Further questioning of the “sophisticated” money should be undertaken. How is it investors like JP Morgan and Softbank allowed for such an incestuous governance structure let alone contemplate foisting it upon more traditional investors? Did the imprimaturs of Skadden, Arps, Slate, Meagher & Flom LLP, & Simpson Thacher & Bartlett LLP and Earnst & Young in the registration statement help or hurt in perpetrating this myth?
It has been reported that in order to rid We of Mr. Neuman’s outsized influence Softbank struck a “deal reportedly included the purchase of just under $1 billion of Neumann’s stock, along with an estimated $185 million “consulting fee” just for giving up his seat on the company’s board.” This does not include a reported $500 million line of credit extended to Mr. Neuman so that he can pay back JP Morgan. Not bad for nine years’ worth of work.

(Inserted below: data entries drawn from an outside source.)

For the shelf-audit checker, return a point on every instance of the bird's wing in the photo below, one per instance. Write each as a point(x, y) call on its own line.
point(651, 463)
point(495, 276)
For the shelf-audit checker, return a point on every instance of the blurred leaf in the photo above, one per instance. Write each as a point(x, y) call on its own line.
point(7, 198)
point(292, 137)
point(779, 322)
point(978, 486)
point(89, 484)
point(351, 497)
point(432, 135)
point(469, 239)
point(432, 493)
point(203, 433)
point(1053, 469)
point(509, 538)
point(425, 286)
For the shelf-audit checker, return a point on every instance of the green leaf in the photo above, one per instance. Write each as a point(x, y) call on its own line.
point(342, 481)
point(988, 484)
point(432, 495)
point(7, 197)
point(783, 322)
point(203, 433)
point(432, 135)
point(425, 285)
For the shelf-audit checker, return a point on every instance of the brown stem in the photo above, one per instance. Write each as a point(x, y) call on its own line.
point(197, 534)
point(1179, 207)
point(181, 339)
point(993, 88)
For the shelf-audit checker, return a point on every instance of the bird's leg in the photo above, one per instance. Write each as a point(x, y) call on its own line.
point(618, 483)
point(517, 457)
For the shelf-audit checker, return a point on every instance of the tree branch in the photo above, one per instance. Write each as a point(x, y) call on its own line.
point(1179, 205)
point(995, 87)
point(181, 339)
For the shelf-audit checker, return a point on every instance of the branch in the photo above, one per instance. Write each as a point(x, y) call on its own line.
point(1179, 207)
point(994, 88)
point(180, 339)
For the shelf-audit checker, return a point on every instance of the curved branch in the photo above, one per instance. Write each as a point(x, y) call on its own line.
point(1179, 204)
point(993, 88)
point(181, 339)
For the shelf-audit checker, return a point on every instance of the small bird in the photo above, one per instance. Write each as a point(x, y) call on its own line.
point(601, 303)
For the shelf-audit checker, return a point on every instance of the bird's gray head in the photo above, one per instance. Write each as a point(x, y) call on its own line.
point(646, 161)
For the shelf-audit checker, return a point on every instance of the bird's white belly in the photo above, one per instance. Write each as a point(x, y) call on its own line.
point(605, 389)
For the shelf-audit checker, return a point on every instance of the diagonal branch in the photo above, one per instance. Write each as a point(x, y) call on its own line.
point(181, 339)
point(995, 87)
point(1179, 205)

Lastly, the New York Times has reported that up to 6,000 employees are set to lose their jobs over the next five years as the full story of this fantasy comes to be known.
As a result of the We fiasco Softbank was said to have conducted a review of various investment in its Vision Fund. A recent posting on Zerohedge stated, “SoftBank’s auditors at Deloitte & Touche reviewed the final valuations of Vision Fund’s unicorns. Along with Vision Fund’s limited partners, who used Duff & Phelps and Ernst & Young, so far, found no wrongdoing in the fund pumping up valuations of its unicorns.” How can that be? This was a company that was previously valued at $47 billion dollars and currently worth about $10 billion That is about 2.7 times the amount of Belgian based IWG – a profitable competitor.
At least they were “sophisticated” investors.
 Recipients of Creator Awards are then eligible for investment from the Creator Fund. The Creator Fund is a consolidated subsidiary owned 99.99% by related party noncontrolling interest holders and funded in large part by Softbank.